To improve the above-cited properties of the articles, the polymers are subjected to drawing. When the articles are prepared by the known method, drawing is performed in two stages: first, when the polymer is extruded through a spinneret and, second, after the polymer is solidified. In the first stage the melt, which is in a viscous-flow state, is subjected to some drawing (spinneret drawing). In this case spinneret drawing is limited because of the viscousflow state of the polymer (due to high overheating with respect to the crystallization point). Therefore, deformation of the coils of twisted macromolecules does not attain values sufficient for straightening of the macromolecules. Due to the high mobility of the macromolecules in the overheated melt, drawing only accelerates slipping of the macromolecule coils with respect to one another. This is accompanied by unfolding of the coils, and during subsequent solidification of such deformed melt, the number of chains connecting separate crystals decreases. As a result, with an increasing degree of spinneret drawing, the properties of the article produced deteriorate.

The next stage of drawing is performed after solidification of the polymer with or without heating. This makes it possible to improve somewhat the mechanical characteristics, i.e. to increase the strength and elasticity modulus with a simultaneously reduction in elongation.

But, nevertheless, the articles (fibres, films) obtained by the known method do not possess sufficiently low elongation and high Young's modulus and strength, which limits their application in industry and shortens the service-life especially in such branches as the tyre industry, production of fibrous plastics, etc.

It is an object of the invention to eliminate the above disadvantages.

The principal object of the invention is to provide a method of manufacturing articles from melts of crystallizable polymers, which will increase the strength of the articles and their Young's modulus and decrease elongation.

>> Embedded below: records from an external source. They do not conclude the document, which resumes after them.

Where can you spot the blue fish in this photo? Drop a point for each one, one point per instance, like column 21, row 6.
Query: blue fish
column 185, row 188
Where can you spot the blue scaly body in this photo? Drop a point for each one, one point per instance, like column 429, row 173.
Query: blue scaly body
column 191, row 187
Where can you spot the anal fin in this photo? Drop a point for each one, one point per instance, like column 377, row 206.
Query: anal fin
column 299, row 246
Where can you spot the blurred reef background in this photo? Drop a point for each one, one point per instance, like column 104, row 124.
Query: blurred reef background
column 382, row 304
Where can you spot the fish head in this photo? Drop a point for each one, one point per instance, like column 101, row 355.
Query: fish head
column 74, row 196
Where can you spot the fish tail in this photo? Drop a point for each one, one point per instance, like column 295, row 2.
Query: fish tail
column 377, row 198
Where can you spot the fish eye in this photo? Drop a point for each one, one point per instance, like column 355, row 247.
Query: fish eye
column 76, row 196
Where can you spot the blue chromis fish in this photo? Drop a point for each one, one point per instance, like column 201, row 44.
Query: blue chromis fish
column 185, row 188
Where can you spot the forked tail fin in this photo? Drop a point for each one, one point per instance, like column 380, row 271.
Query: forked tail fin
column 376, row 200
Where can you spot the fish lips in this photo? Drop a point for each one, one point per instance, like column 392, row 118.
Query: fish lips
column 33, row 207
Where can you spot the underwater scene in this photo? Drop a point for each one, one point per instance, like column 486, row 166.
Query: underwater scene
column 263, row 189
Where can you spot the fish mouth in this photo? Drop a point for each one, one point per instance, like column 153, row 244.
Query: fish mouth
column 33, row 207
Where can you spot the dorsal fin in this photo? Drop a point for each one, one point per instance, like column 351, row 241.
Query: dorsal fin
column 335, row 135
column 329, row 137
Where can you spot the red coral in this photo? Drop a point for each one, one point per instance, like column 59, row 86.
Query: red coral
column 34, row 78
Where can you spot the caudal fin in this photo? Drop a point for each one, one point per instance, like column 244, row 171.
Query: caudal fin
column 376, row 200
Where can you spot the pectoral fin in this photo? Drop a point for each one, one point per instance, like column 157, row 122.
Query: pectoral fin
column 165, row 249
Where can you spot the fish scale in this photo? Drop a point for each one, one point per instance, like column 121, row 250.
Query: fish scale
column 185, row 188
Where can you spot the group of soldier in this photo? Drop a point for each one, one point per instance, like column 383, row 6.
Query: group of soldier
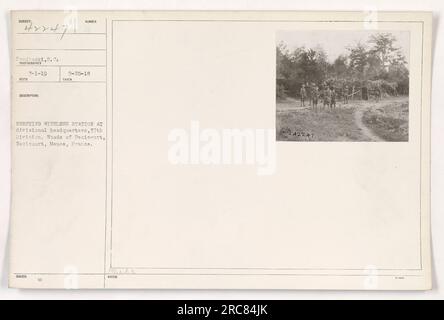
column 311, row 93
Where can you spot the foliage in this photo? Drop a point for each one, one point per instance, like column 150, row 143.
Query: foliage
column 379, row 59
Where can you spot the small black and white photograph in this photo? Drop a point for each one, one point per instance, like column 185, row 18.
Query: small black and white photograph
column 342, row 85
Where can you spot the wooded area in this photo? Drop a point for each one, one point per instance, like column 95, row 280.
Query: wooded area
column 374, row 68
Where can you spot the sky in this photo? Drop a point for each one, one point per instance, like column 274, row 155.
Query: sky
column 335, row 43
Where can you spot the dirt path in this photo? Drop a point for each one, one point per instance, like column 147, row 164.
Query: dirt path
column 365, row 131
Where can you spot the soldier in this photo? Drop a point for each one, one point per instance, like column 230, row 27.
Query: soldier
column 315, row 96
column 326, row 97
column 303, row 94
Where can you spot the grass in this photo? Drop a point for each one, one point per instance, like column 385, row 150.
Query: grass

This object is accomplished by providing a method of producing articles from melts of crystallizable polymers comprising extruding a polymer melt through a spinneret so that extruded melt flows from the spinneret, decelerating the extruded melt at a location adjacent to the spinneret so that the decelerated extruded melt flows from said location, and effecting drawing of the decelerated extruded melt within a treating zone whereof the temperature is in the range between the crystallization temperature of the polymer and 50"C below same, to effect solidification of the decelerated extruded melt.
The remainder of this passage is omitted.